Dimension Reduction by Mutual Information Feature Extraction
During the past decades, to study high-dimensional data in a large variety of problems, researchers have proposed many Feature Extraction algorithms. One of the most effective approaches for optimal feature extraction is based on mutual information (MI). However it is not always easy to get an accurate estimation for high dimensional MI. In terms of MI, the optimal feature extraction is creating a feature set from the data which jointly have the largest dependency on the target class and minimum redundancy. In this paper, a component-by-component gradient ascent method is proposed for feature extraction which is based on one-dimensional MI estimates. We will refer to this algorithm as Mutual Information Feature Extraction (MIFX). The performance of this proposed method is evaluated using UCI databases. The results indicate that MIFX provides a robust performance over different data sets which are almost always the best or comparable to the best ones.
💡 Research Summary
The paper addresses a fundamental challenge in high‑dimensional data analysis: extracting a compact set of features that are maximally informative about the target class while being minimally redundant among themselves. Mutual information (MI) is a natural metric for measuring both relevance (dependency on the class) and redundancy (dependency among features), but accurate estimation of high‑dimensional joint MI is notoriously difficult due to the curse of dimensionality and limited sample sizes. To circumvent this problem, the authors propose a novel algorithm called Mutual Information Feature Extraction (MIFX) that relies exclusively on one‑dimensional MI estimates and a component‑by‑component gradient‑ascent strategy.

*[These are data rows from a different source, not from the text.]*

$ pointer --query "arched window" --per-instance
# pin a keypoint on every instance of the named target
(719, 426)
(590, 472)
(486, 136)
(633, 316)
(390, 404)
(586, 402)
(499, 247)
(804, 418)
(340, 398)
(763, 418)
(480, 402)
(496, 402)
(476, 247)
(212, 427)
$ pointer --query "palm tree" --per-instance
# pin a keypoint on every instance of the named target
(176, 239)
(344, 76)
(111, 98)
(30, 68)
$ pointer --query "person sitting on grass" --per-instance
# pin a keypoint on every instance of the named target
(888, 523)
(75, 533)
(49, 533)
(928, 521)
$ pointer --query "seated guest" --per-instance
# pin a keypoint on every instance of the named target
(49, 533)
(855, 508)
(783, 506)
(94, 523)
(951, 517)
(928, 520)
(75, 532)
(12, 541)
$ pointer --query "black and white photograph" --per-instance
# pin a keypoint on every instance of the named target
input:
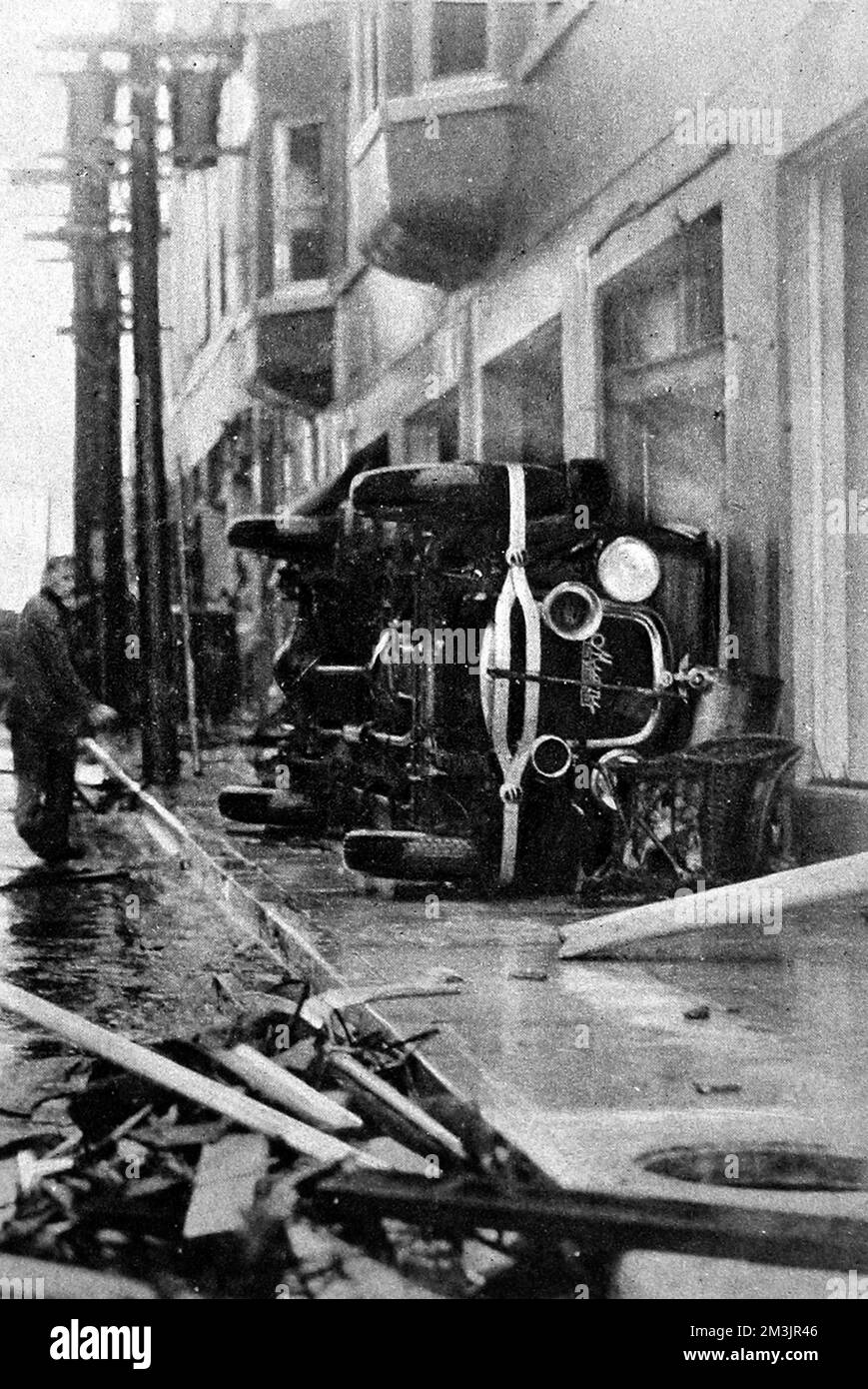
(434, 688)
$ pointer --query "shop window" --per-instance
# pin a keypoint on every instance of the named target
(458, 38)
(523, 401)
(299, 205)
(662, 377)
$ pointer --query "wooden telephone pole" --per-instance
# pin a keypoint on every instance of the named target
(153, 538)
(150, 56)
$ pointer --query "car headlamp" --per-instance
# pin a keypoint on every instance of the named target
(628, 570)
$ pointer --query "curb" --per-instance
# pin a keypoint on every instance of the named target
(280, 930)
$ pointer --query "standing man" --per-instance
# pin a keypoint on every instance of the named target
(47, 708)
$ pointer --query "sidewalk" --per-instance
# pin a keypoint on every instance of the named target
(719, 1039)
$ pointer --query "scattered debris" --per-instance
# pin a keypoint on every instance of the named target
(225, 1185)
(159, 1192)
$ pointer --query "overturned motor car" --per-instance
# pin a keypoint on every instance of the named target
(473, 651)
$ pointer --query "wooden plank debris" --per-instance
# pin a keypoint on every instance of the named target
(603, 1222)
(828, 880)
(167, 1074)
(415, 1125)
(287, 1090)
(39, 1278)
(225, 1185)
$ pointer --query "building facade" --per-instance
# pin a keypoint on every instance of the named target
(547, 231)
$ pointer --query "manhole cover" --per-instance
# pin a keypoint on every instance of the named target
(774, 1165)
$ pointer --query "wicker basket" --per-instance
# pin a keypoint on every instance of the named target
(737, 779)
(707, 807)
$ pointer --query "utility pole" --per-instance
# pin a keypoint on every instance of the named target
(153, 538)
(98, 478)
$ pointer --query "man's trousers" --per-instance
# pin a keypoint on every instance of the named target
(46, 783)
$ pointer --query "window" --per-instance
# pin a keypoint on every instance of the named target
(223, 273)
(458, 38)
(299, 205)
(523, 401)
(433, 432)
(206, 320)
(662, 367)
(369, 63)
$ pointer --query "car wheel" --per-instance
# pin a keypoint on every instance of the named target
(476, 491)
(264, 805)
(405, 853)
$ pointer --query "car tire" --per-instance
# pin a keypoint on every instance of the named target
(476, 491)
(416, 857)
(266, 805)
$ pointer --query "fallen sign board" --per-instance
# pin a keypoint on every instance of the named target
(167, 1074)
(828, 880)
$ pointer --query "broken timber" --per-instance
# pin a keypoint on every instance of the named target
(288, 1090)
(170, 1075)
(603, 1222)
(415, 1126)
(828, 880)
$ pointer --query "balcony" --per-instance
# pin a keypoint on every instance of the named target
(295, 338)
(433, 180)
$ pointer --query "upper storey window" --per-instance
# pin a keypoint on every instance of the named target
(458, 38)
(299, 205)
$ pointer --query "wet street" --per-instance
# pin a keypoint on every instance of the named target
(719, 1040)
(136, 950)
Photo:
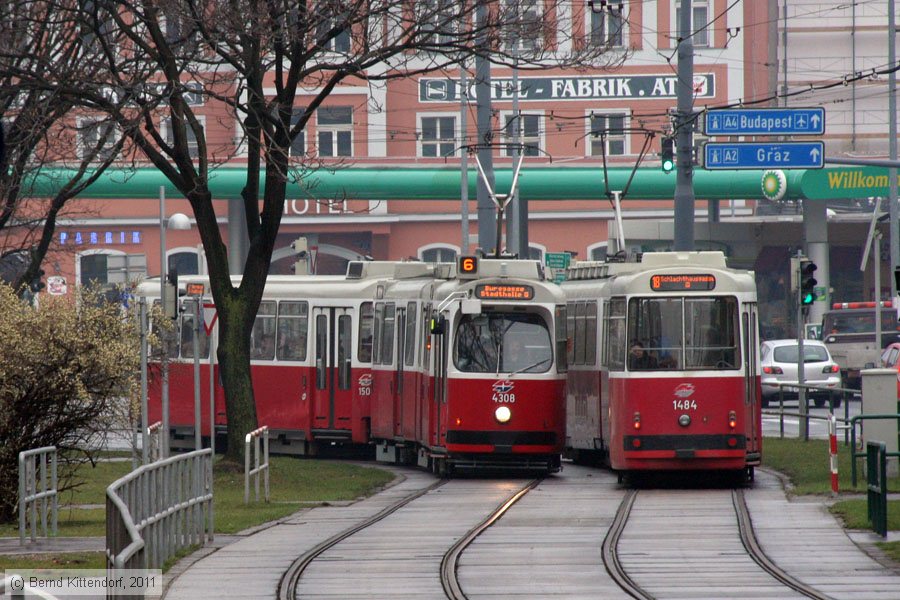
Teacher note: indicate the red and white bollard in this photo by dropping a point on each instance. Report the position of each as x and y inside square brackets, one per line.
[832, 439]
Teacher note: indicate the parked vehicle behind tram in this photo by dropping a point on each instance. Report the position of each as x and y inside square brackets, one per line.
[663, 364]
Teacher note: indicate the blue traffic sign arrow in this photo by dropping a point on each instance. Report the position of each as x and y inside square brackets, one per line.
[765, 121]
[764, 155]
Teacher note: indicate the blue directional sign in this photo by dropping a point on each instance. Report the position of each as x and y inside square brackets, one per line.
[764, 155]
[766, 121]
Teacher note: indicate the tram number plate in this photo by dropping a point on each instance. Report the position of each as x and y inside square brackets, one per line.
[684, 404]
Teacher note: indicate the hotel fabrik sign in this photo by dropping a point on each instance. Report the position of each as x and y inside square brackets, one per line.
[633, 87]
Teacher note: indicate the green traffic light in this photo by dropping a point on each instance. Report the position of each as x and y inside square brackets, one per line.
[667, 155]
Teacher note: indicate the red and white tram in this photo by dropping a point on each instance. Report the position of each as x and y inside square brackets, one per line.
[449, 366]
[469, 367]
[310, 358]
[663, 364]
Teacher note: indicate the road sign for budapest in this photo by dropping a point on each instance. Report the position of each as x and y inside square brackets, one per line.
[764, 155]
[766, 121]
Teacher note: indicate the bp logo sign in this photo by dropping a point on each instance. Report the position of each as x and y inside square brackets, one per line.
[774, 185]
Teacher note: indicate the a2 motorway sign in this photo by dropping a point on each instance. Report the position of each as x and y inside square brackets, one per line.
[765, 121]
[764, 155]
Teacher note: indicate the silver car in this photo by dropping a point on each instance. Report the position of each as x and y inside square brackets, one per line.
[778, 360]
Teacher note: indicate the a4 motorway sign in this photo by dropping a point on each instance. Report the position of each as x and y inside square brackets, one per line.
[764, 155]
[765, 121]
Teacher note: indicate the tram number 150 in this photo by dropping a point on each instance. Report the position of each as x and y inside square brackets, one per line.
[684, 404]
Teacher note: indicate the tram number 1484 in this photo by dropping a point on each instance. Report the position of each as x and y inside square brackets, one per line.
[684, 404]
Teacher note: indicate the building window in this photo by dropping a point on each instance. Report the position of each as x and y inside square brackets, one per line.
[699, 21]
[434, 254]
[180, 31]
[437, 24]
[607, 134]
[529, 133]
[298, 144]
[335, 130]
[607, 24]
[169, 136]
[597, 251]
[97, 139]
[525, 34]
[327, 35]
[438, 136]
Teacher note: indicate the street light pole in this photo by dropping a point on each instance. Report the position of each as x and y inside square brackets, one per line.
[163, 335]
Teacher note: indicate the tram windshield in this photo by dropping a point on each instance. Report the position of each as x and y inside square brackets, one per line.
[503, 343]
[683, 333]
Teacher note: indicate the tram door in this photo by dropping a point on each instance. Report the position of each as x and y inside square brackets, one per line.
[332, 396]
[400, 332]
[751, 369]
[439, 346]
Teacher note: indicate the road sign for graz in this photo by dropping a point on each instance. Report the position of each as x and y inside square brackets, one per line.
[758, 155]
[765, 121]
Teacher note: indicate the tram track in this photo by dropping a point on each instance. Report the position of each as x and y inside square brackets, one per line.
[642, 563]
[450, 561]
[287, 585]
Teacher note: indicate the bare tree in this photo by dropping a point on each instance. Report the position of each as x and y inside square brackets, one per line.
[252, 61]
[39, 60]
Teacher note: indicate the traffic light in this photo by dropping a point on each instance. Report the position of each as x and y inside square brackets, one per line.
[667, 155]
[807, 282]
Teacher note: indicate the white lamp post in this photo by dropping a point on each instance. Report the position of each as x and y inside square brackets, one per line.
[177, 221]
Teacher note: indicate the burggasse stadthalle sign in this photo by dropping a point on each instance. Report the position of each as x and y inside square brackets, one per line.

The algorithm proceeds as follows. First, the MI between each original variable X_i and the class label Y, I(X_i;Y), is estimated using a reliable estimator (e.g., k‑nearest‑neighbor or kernel density based). The variable with the highest I(X_i;Y) is selected as the first feature. In subsequent iterations, a candidate variable X_k is scored by the expression
Score(k) = I(X_k;Y) – λ ∑_{j∈S} I(X_k;X_j),
where S is the set of already selected features and λ is a user‑defined trade‑off parameter that balances relevance against redundancy. The candidate with the maximal score is added to S, and the process repeats until a predefined dimensionality d is reached. Because only one‑dimensional MI terms appear in the score, the method avoids the need to estimate high‑order joint distributions, dramatically reducing computational burden and estimation error.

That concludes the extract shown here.